Forward pass of the TransformerDecoderBlock1D block.

Parameters:
  • q (Tensor) – The query tensor. Tensor of shape (B, T, C) representing the input features.

  • kv (Tensor) – The key and value tensors. Tensor of shape (B, T, C) representing the input features.

Return type:

Tensor

Returns:

Tensor of shape (B, T, C) representing the output features.

class vision_architectures.blocks.transformer.TransformerDecoderBlock3D(config={}, checkpointing_level=0, **kwargs)[source]#

Bases: Module

A cross attention transformer block. This class is designed for 3D input eg. medical images, videos etc.

__init__(config={}, checkpointing_level=0, **kwargs)[source]#

Initialize a TransformerDecoderBlock3D block. Activation checkpointing level 3.

Parameters:
  • config (Attention3DWithMLPConfig) – An instance of the Config class that contains all the configuration parameters. It can also be passed as a dictionary and the instance will be created automatically.

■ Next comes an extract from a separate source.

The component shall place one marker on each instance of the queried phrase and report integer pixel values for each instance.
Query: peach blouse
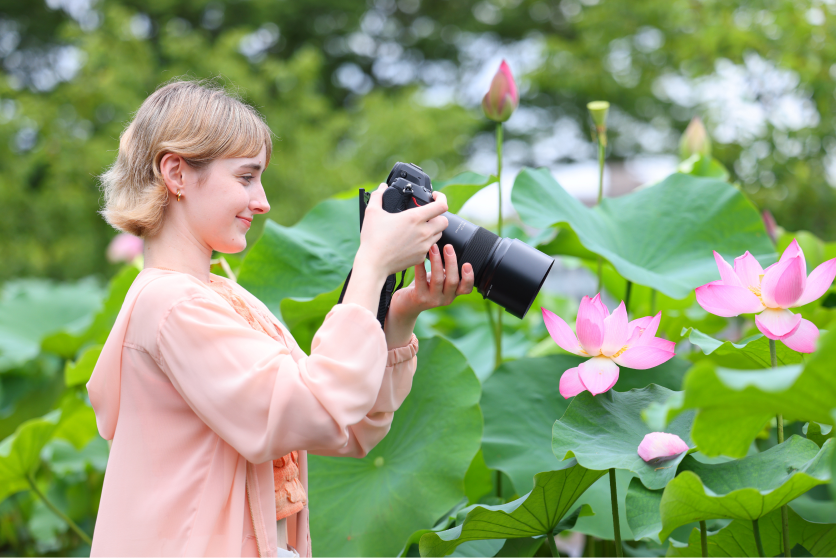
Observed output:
(199, 403)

  • checkpointing_level (int) – The level of checkpointing to use for activation checkpointing. Refer to ActivationCheckpointing for more details.

  • **kwargs – Additional keyword arguments for configuration.

forward(q, kv, channels_first=True)[source]#

Forward pass of the TransformerDecoderBlock3D block.

Parameters:
  • q (Tensor) – The query tensor. Tensor of shape (B, C, Z, Y, X) or (B, Z, Y, X, C) representing the input features.

  • kv (Tensor) – The key and value tensors. Tensor of shape (B, C, Z, Y, X) or (B, Z, Y, X, C) representing the input features.

  • channels_first (bool) – Whether the inputs are in channels first format (B, C, …) or not (B, …, C).

Return type:

Tensor

Returns:

Tensor of shape (B, C, Z, Y, X) or (B, Z, Y, X, C) representing the output features.